We have seen how the basic collective primitives for communication work in a multi GPU environment. The reduction and broadcast operations are maybe the most important ones, allowing for delivery of data to all nodes and to perform mathematical operations on the data present in all the nodes.

We have seen how we can use these collectives to perform a calculation of the loss of a neural network, but the same can be extended to any type of parallelizable computation.

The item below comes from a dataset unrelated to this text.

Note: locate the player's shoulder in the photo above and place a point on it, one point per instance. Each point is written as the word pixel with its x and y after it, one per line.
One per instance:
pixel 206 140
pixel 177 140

Finally, we saw how simple it is to set a PyTorch Lightning training to use multiple GPUs.

References

Pytorch Documentation on Distributed Communication. https://pytorch.org/docs/stable/distributed.html

NVIDIA NCCL Developer Guide. https://docs.nvidia.com/deeplearning/nccl/user-guide/docs/overview.html

PyTorch Lightning Multi-GPU Training. https://pytorch-lightning.readthedocs.io/en/stable/advanced/multi_gpu.html

Concurrent Programming and Operating Systems. Stallings, William. Operating Systems : Internals and Design Principles. Upper Saddle River, N.J. :Prentice Hall, 2001.